Schmidt: Das ist schwer zu beantworten, denn es gibt auf der einen Seite das Allgemeine, das Weltweite, dann es gibt das Regionale, die persönliche Ebene. Als Corona angefangen hat, wusste man nicht, was man tun sollte. Viele haben dann ja angefangen, Konzerte via YouTube, Facebook, Instagram und so weiter zu geben. Zwar nicht immer vom Feinsten, aber immer umsonst. Meiner Meinung nach war das ein Fehler. Ich fand es toll, wenn die Leute sich mit ihren Instrumenten vor die Altersheime gestellt haben, weil die Leute dort wirklich nicht rauskonnten. Aber vielen ging es um eine Art der Selbstdarstellung, die ich zwar verstehen kann, weil man zeitweise wirklich verzweifelt war. Aber ich denke, es war insgesamt nicht sehr förderlich für die Branche.
In Zeiten von Mindestabständen und begrenzten Personenzahlen war für eine ganze Weile – wenn überhaupt – nur die Aufführung von Kammermusik möglich.
Schmidt: Aber auch das war nicht immer einfach. Ich unterrichte ja Cello und Kammermusik an der Musikhochschule in Hamburg. Cello konnte ich natürlich online unterrichten, was auch gar nicht so schlimm war. Aber Kammermusik war nicht möglich, denn man durfte sich ja nicht treffen. Und dann ist Kammermusik trotzdem in den Konzertsälen das erste, was man wieder machen kann. Voraussetzung ist natürlich, dass die Gruppe an einem Ort ist, was jedoch nicht immer der Fall war. Manche hingen im Ausland fest, teilweise über ein Jahr. Das war schon ganz schön schwer, gerade für junge Musiker.
Wird sich die Rezeption von Kammermusik in Zukunft verändern?

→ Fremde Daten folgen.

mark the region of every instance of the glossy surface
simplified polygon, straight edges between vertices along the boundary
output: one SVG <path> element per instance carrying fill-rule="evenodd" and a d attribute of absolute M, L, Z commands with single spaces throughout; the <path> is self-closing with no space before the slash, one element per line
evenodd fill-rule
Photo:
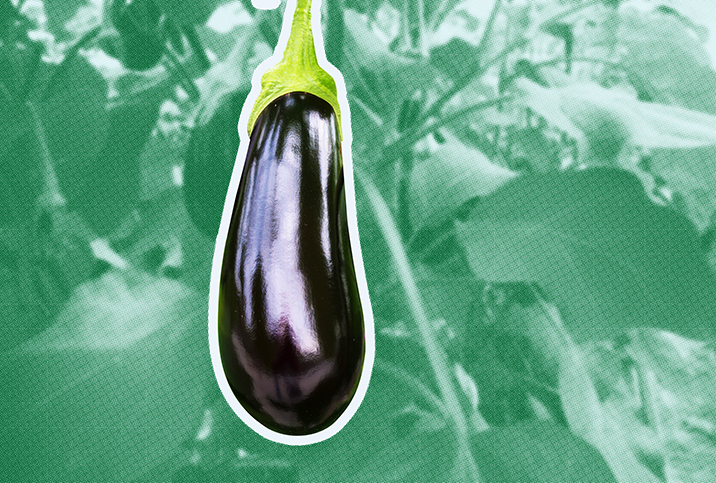
<path fill-rule="evenodd" d="M 328 103 L 286 94 L 259 116 L 219 290 L 224 373 L 242 406 L 283 434 L 331 425 L 365 355 L 338 126 Z"/>

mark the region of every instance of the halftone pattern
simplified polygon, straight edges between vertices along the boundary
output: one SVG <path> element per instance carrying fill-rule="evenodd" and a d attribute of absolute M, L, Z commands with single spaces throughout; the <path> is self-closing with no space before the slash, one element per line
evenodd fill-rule
<path fill-rule="evenodd" d="M 289 447 L 207 344 L 283 7 L 0 0 L 0 481 L 716 481 L 713 2 L 323 4 L 377 361 Z"/>

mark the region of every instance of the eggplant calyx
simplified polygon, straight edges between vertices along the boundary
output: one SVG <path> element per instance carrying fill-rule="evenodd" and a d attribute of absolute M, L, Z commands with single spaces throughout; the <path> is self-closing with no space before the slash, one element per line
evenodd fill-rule
<path fill-rule="evenodd" d="M 249 116 L 249 136 L 259 115 L 271 102 L 290 92 L 308 92 L 331 105 L 341 139 L 341 112 L 336 82 L 320 65 L 311 29 L 311 0 L 297 0 L 291 34 L 283 58 L 261 77 L 261 92 Z"/>

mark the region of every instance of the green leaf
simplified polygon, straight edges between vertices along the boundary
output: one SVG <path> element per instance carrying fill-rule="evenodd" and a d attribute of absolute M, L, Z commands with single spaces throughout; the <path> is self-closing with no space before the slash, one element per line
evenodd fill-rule
<path fill-rule="evenodd" d="M 238 123 L 248 90 L 237 89 L 207 106 L 208 120 L 192 132 L 184 162 L 184 200 L 194 224 L 215 239 L 239 150 Z"/>
<path fill-rule="evenodd" d="M 515 85 L 520 103 L 584 141 L 586 165 L 623 164 L 617 155 L 627 142 L 652 149 L 650 173 L 677 190 L 689 218 L 699 229 L 706 227 L 716 208 L 716 116 L 641 102 L 597 84 L 545 88 L 517 79 Z"/>
<path fill-rule="evenodd" d="M 338 434 L 291 448 L 294 461 L 310 462 L 299 465 L 299 481 L 456 481 L 457 444 L 444 415 L 428 411 L 423 396 L 391 372 L 374 370 L 370 383 Z"/>
<path fill-rule="evenodd" d="M 713 348 L 666 332 L 635 329 L 618 342 L 587 350 L 592 354 L 589 369 L 602 374 L 609 389 L 605 403 L 614 408 L 631 444 L 663 458 L 670 481 L 713 481 Z M 623 369 L 625 360 L 632 363 L 631 372 Z M 605 373 L 604 365 L 621 370 Z"/>
<path fill-rule="evenodd" d="M 617 481 L 596 449 L 556 424 L 493 427 L 471 439 L 484 483 Z"/>
<path fill-rule="evenodd" d="M 487 196 L 517 174 L 493 164 L 480 151 L 441 131 L 445 142 L 410 175 L 410 218 L 414 227 L 434 226 L 478 196 Z"/>
<path fill-rule="evenodd" d="M 625 438 L 625 428 L 600 404 L 582 351 L 565 330 L 559 310 L 544 300 L 538 305 L 546 317 L 534 335 L 549 341 L 559 361 L 559 396 L 572 433 L 599 450 L 618 481 L 658 483 L 658 478 L 637 460 Z"/>
<path fill-rule="evenodd" d="M 516 101 L 519 104 L 529 107 L 572 137 L 582 135 L 579 127 L 562 109 L 560 89 L 542 87 L 524 77 L 515 79 L 514 85 L 518 94 Z"/>
<path fill-rule="evenodd" d="M 456 226 L 475 275 L 538 283 L 578 343 L 641 326 L 716 336 L 716 280 L 696 230 L 626 171 L 524 175 Z"/>
<path fill-rule="evenodd" d="M 3 109 L 8 104 L 0 107 L 0 224 L 20 226 L 27 223 L 28 212 L 42 194 L 43 151 L 29 113 L 19 106 Z"/>
<path fill-rule="evenodd" d="M 72 133 L 72 143 L 88 144 L 86 150 L 76 147 L 64 157 L 55 157 L 55 170 L 63 196 L 69 208 L 77 211 L 99 236 L 111 234 L 140 201 L 142 170 L 140 155 L 159 116 L 159 106 L 170 96 L 173 85 L 164 77 L 151 78 L 130 74 L 125 80 L 136 87 L 108 107 L 106 84 L 101 97 L 76 100 L 82 95 L 84 84 L 93 85 L 96 71 L 86 77 L 75 78 L 61 87 L 65 103 L 77 102 L 86 109 L 84 116 L 75 116 L 76 123 L 86 131 Z M 141 86 L 141 88 L 140 88 Z M 66 113 L 71 105 L 62 105 Z M 69 114 L 66 114 L 69 116 Z M 70 117 L 71 118 L 71 117 Z M 54 136 L 62 136 L 68 129 L 54 125 Z M 98 127 L 91 127 L 96 123 Z M 73 124 L 64 122 L 64 124 Z M 89 129 L 103 129 L 102 136 Z M 49 129 L 48 129 L 49 131 Z M 69 133 L 65 134 L 68 135 Z M 80 141 L 80 138 L 87 139 Z M 94 138 L 92 136 L 95 136 Z M 58 142 L 68 142 L 64 138 Z M 68 147 L 65 147 L 68 149 Z"/>
<path fill-rule="evenodd" d="M 204 24 L 222 0 L 157 0 L 164 12 L 173 16 L 180 24 Z"/>
<path fill-rule="evenodd" d="M 699 230 L 706 229 L 716 210 L 716 146 L 657 149 L 649 157 L 649 168 L 684 197 L 688 216 Z"/>
<path fill-rule="evenodd" d="M 706 50 L 709 51 L 711 59 L 716 61 L 716 9 L 712 0 L 661 0 L 658 3 L 667 5 L 676 10 L 692 26 L 702 27 L 697 30 L 702 38 L 707 38 Z M 705 30 L 705 32 L 703 32 Z"/>
<path fill-rule="evenodd" d="M 712 17 L 713 4 L 704 3 L 709 3 Z M 639 78 L 648 79 L 655 101 L 716 114 L 716 72 L 704 45 L 681 20 L 673 15 L 624 9 L 619 48 L 620 64 Z"/>
<path fill-rule="evenodd" d="M 201 422 L 213 378 L 206 302 L 180 282 L 109 272 L 0 361 L 5 481 L 132 481 Z"/>
<path fill-rule="evenodd" d="M 87 0 L 43 0 L 47 27 L 55 36 L 60 39 L 67 37 L 68 31 L 65 24 L 76 14 L 77 10 L 87 4 Z"/>
<path fill-rule="evenodd" d="M 201 32 L 204 32 L 209 39 L 214 38 L 215 40 L 211 44 L 217 47 L 223 46 L 223 50 L 226 52 L 220 57 L 220 61 L 212 65 L 197 80 L 201 93 L 196 108 L 196 124 L 199 126 L 208 123 L 216 110 L 225 102 L 225 98 L 237 89 L 248 92 L 251 89 L 251 76 L 258 65 L 253 65 L 252 62 L 260 63 L 272 53 L 271 48 L 265 43 L 257 42 L 258 31 L 253 23 L 242 26 L 233 35 L 223 35 L 219 39 L 216 39 L 216 33 L 208 28 L 200 30 Z M 252 58 L 252 54 L 255 54 L 256 58 Z M 237 125 L 241 107 L 238 106 L 236 112 Z"/>
<path fill-rule="evenodd" d="M 623 126 L 630 141 L 649 148 L 692 148 L 716 144 L 716 116 L 678 106 L 642 102 L 598 84 L 575 83 L 546 88 L 520 78 L 520 101 L 548 121 L 588 141 L 600 138 L 602 119 Z"/>
<path fill-rule="evenodd" d="M 461 38 L 453 38 L 430 51 L 430 60 L 458 84 L 480 72 L 479 50 Z"/>
<path fill-rule="evenodd" d="M 437 71 L 427 58 L 392 52 L 372 30 L 367 16 L 345 9 L 344 18 L 343 75 L 349 90 L 356 91 L 384 119 L 397 116 L 400 102 L 432 82 Z"/>
<path fill-rule="evenodd" d="M 38 104 L 42 131 L 68 207 L 92 228 L 106 232 L 127 201 L 138 197 L 131 192 L 132 181 L 138 188 L 138 176 L 135 179 L 124 162 L 118 165 L 116 158 L 100 154 L 106 143 L 112 144 L 110 154 L 122 152 L 128 143 L 121 139 L 123 133 L 117 132 L 117 126 L 110 128 L 105 109 L 107 82 L 84 57 L 69 62 L 49 86 L 49 97 Z M 136 120 L 120 121 L 131 124 Z"/>
<path fill-rule="evenodd" d="M 84 57 L 67 62 L 37 108 L 63 195 L 72 201 L 73 191 L 87 189 L 110 128 L 107 82 Z"/>
<path fill-rule="evenodd" d="M 495 2 L 493 0 L 475 3 L 463 2 L 442 6 L 450 8 L 447 15 L 439 19 L 433 31 L 428 33 L 430 61 L 439 70 L 448 74 L 458 84 L 480 71 L 480 41 L 485 34 Z M 479 5 L 475 5 L 479 4 Z M 442 7 L 441 6 L 441 7 Z"/>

Schmidt: Das ist ein ganz schmerzhafter Punkt. Es gibt ja immer neue Modelle. Heute muss man häufig erklären, was man tut. Man muss die Musik vermitteln können. Ich respektiere das, halte es aber eigentlich nicht für notwendig. Ich möchte ins Konzert gehen, es spielt jemand, ich höre zu, ich habe Respekt davor, aber da bleibt eine Barriere zwischen Künstler und Publikum. Manchmal braucht es gar nicht mehr. Die Studenten müssen dieses Vermitteln heute lernen, auch an der Hochschule. Ich finde es toll, wenn man so sprechen kann. Aber diese Relation zwischen Vermittlung und purem Musikgenuss stimmt für mich nicht mehr. Man muss das Stück doch so spielen können, dass die Information auch ohne Erklärung rüberkommt.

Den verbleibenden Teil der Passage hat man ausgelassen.